Larreta "apelará" ahora para abrir 4.200 bares más y avanzar con aperturas

Política

Gana el ala "aperturista" en gabinete porteño, con presiones de los sectores económicos y, si los casos se mantienen "estables" aunque altos, seguirá plan integral de seis pasos.

El Gobierno porteño espera que los casos de contagios por coronavirus se mantengan estables -aún con más de 1.300 diarios- y así buscará acordar con el Gobierno nacional nuevas aperturas. Además, insistirá con que se revisen los vetos que le impuso la administración de Alberto Fernández para abrir escuelas por un lado y, por otro, para impedir que bares y restaurantes que no cuentan con permiso de uso de las veredas puedan solicitarlos. Son unos 4.200 locales gastronómicos los que estarían en esa situación, incluyendo también posibilidad de utilización de terrazas y patios para otorgar servicios en las mesas al aire libre.

En el Gabinete porteño se impuso el ala “aperturista” para apurar la reactivación económica y recuperar recaudación.

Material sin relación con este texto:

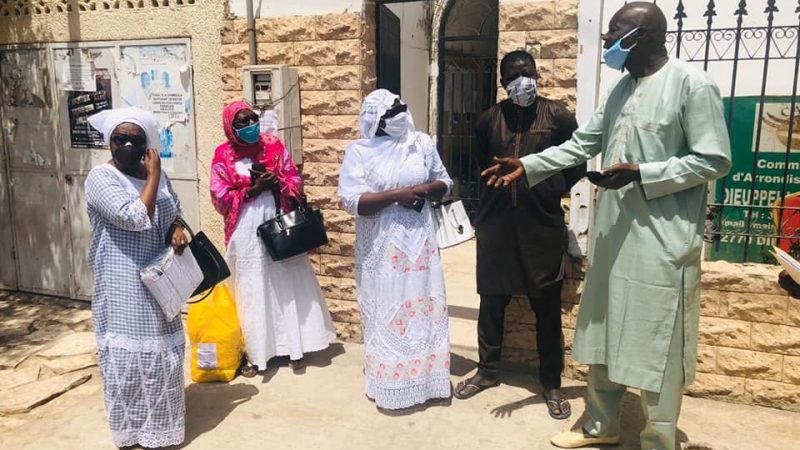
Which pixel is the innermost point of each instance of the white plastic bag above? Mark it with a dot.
(171, 279)
(452, 224)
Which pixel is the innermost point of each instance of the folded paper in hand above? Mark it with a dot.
(172, 278)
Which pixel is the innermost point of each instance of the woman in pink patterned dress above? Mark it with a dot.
(281, 308)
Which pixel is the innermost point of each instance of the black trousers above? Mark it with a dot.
(491, 326)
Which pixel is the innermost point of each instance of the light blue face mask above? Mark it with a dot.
(616, 56)
(250, 133)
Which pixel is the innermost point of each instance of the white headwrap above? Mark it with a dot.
(374, 164)
(108, 120)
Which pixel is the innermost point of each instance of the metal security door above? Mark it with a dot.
(8, 266)
(30, 136)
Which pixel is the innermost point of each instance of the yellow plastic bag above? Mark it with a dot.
(216, 338)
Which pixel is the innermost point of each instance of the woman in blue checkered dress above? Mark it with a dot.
(131, 207)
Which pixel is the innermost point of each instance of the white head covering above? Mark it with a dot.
(374, 107)
(108, 120)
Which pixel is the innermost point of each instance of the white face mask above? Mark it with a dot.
(522, 91)
(398, 126)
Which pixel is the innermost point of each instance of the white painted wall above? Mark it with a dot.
(414, 60)
(282, 8)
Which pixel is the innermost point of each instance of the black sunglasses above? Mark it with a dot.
(121, 139)
(245, 121)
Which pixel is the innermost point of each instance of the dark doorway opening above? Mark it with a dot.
(467, 86)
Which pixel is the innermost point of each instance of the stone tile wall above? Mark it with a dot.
(335, 58)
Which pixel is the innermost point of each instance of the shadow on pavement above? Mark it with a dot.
(217, 401)
(322, 358)
(461, 366)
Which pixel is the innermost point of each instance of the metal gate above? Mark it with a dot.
(467, 87)
(756, 63)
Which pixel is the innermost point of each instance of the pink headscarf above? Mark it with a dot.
(228, 188)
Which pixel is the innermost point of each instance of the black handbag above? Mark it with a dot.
(293, 233)
(211, 262)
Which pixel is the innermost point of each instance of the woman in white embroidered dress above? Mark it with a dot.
(131, 206)
(387, 181)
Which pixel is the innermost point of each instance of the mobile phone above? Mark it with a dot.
(594, 177)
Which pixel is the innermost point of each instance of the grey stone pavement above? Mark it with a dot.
(325, 408)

A pesar de las dudas que genera la habilitación de mesas en bares y restaurantes sobre el impacto que tendrá en el aumento de contagios de coronavirus, el Gobierno porteño busca mantener su plan de flexibilización para llegar a una “nueva normalidad” en un par de meses. El fin de semana generó polémica ante el comportamiento en los bares que concentró también a jóvenes en los alrededores con dudoso cumplimiento de las reglas de distanciamiento. La modalidad provocó que se realizaran inclusive 12 clausuras de locales gastronómicos.

Sin embargo, para el Gobierno porteño la situación no generó alerta, ya que aseguran que en los primeros momentos de flexibilización de una actividad se pueden generar confusiones o incumplimiento, por lo cual aplicará, dicen, un refuerzo en los controles para monitorear que se respeten los protocolos de uso de barbijos y distanciamiento entre las mesas. Así buscarán habilitar más locales de comida, insistiendo ante el Gobierno nacional.

Tanto las demandas económicas de los distintos sectores de la economía del distrito como presiones por la fatiga social que hace imposible por el momento deshabilitar cualquiera de los permisos que se vienen otorgando pesan al momento de evaluar la situación sanitaria.

En ese sentido, ayer fue, desde el Gobierno nacional, la secretaria de Acceso a la Salud, Carla Vizzotti, quien admitió que “está demostrado que cuando aumenta la circulación de personas y no se cumplen los protocolos aumentan los casos”, pero que “no es simple tomar la decisión del botón rojo y se queda todo el mundo adentro después de todo este tiempo”. Aludió así a que Alberto Fernández , el viernes, adelantó que “puede haber botón rojo”.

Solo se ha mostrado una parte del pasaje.